As the host of Binnie Media’s “Good Morning NH” radio program, Jack Heath can be heard daily across New Hampshire on 107.7 WTPL, 107.3 FM and 1490 AM WEMJ, and 98.1 FM and 1270 AM WTSN. Prior to joining Binnie Media, Jack hosted the “New Hampshire Today Show with Jack Heath” on iHeart Radio’s flagship News Talk stations WGIR AM and WQSO FM.

Additionally, Jack had held the positions of Vice President and News Director of WMUR-TV, ABC Manchester, New Hampshire as well as a General Assignment Reporter for WCVB-TV (ABC) Boston and WABI-TV (CBS) in Maine.

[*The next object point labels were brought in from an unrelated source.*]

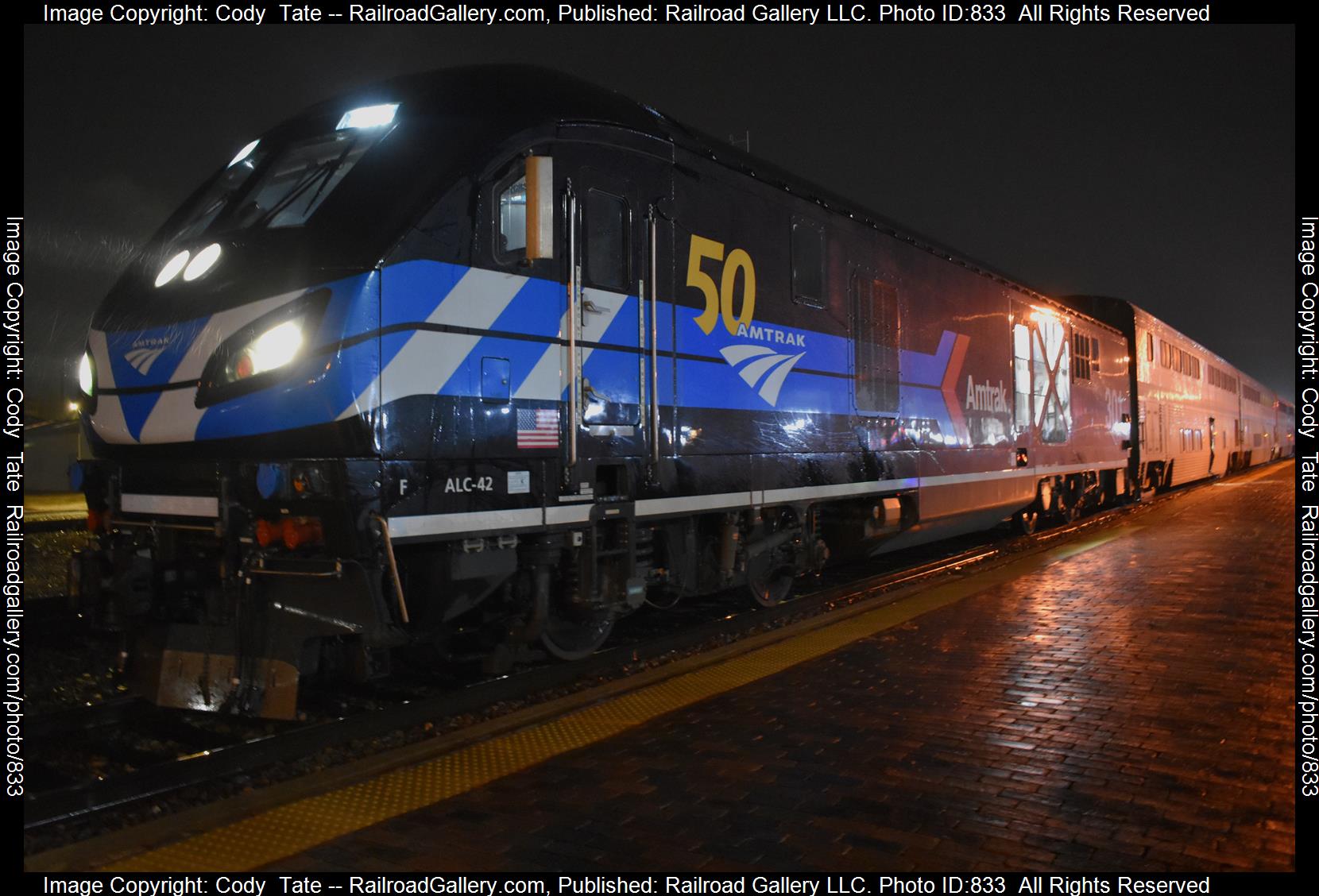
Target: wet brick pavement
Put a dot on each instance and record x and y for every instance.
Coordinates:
(1128, 708)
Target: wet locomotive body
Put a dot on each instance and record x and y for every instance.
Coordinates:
(507, 356)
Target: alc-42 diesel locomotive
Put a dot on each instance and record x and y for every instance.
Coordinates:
(487, 359)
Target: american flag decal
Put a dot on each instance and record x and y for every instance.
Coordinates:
(537, 428)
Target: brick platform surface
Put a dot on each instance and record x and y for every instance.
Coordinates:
(1128, 708)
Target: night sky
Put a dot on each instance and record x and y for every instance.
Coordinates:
(1149, 162)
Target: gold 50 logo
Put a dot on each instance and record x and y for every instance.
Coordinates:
(760, 366)
(719, 297)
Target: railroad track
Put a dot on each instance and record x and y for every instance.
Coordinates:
(238, 753)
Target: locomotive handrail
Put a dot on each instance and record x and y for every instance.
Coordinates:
(573, 314)
(652, 227)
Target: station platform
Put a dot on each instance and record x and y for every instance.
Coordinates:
(1120, 701)
(54, 508)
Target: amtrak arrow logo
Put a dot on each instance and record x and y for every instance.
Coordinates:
(143, 359)
(763, 365)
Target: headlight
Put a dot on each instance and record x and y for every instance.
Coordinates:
(271, 348)
(269, 351)
(86, 376)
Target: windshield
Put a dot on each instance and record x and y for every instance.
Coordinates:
(279, 187)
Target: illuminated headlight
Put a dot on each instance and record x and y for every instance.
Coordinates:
(269, 351)
(368, 116)
(172, 268)
(86, 376)
(203, 261)
(243, 153)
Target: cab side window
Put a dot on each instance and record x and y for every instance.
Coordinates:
(807, 264)
(511, 216)
(605, 240)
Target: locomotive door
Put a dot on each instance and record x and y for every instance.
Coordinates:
(619, 266)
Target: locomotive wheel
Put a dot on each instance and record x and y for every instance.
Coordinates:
(768, 584)
(573, 634)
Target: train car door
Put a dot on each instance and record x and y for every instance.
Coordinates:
(619, 265)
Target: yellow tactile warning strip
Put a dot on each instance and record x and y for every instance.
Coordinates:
(297, 826)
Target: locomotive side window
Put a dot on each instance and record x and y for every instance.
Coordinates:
(512, 216)
(807, 264)
(875, 343)
(605, 240)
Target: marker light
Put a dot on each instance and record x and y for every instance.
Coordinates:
(269, 477)
(368, 116)
(172, 268)
(86, 380)
(272, 350)
(243, 153)
(203, 261)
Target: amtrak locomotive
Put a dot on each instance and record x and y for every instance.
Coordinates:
(485, 359)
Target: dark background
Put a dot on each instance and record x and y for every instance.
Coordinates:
(1149, 162)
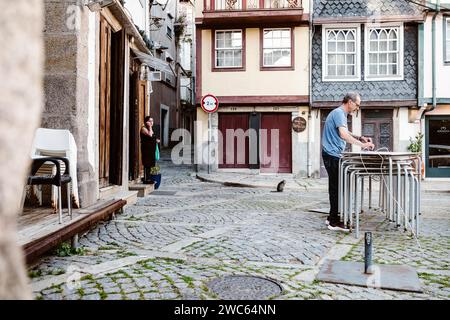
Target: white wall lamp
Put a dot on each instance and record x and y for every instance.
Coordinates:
(97, 5)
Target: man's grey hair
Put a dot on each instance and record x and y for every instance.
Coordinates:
(351, 96)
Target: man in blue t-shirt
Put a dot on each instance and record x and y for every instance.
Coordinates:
(335, 136)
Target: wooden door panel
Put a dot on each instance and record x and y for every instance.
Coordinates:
(279, 157)
(104, 112)
(233, 121)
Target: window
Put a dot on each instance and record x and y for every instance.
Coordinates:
(384, 53)
(228, 52)
(341, 52)
(447, 39)
(169, 32)
(277, 48)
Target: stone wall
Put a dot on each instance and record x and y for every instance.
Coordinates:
(66, 83)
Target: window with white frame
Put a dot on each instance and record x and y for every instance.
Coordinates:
(277, 49)
(447, 39)
(341, 54)
(228, 49)
(384, 53)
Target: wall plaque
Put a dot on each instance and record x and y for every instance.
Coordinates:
(299, 124)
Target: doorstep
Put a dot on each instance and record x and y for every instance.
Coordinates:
(40, 232)
(142, 189)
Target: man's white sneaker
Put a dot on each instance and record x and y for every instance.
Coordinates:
(338, 226)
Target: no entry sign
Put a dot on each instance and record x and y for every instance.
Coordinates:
(210, 103)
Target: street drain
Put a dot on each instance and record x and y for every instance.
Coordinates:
(244, 288)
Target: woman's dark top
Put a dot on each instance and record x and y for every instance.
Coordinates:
(148, 148)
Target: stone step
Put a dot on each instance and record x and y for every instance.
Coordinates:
(117, 193)
(142, 189)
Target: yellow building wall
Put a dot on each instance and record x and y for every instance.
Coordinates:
(253, 81)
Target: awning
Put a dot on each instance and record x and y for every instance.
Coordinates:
(153, 62)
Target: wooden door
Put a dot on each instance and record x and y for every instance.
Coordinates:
(276, 158)
(233, 151)
(142, 107)
(104, 112)
(348, 147)
(378, 125)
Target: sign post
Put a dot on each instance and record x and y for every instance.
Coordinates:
(209, 104)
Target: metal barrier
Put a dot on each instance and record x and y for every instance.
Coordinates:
(399, 192)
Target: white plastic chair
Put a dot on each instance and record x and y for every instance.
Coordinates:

Jack is the founder and President of Heath Communications, a strategic media firm serving some of the most well-known businesses in the area. He was also a Co-Founder of Pinpoint Communications located in Nashua, NH.

Through his radio show, Jack devotes considerable effort and time supporting veteran’s Services Groups including Veterans Count in New England and the Navy Seal Museum in Fort Pierce, FL.

Jack is a graduate of the University of Vermont with a BS in Political Science and has studied Broadcasting at Emerson College. He has received numerous media awards for his remarkable TV and Radio on-air performance and is the author of Rebecca’s Rising and House of Six: Evil Lies Within. Most recently Jack participated in the US Army War College’s annual national security seminar in Carlisle, Pennsylvania, where he earned the prestigious NSS Certificate.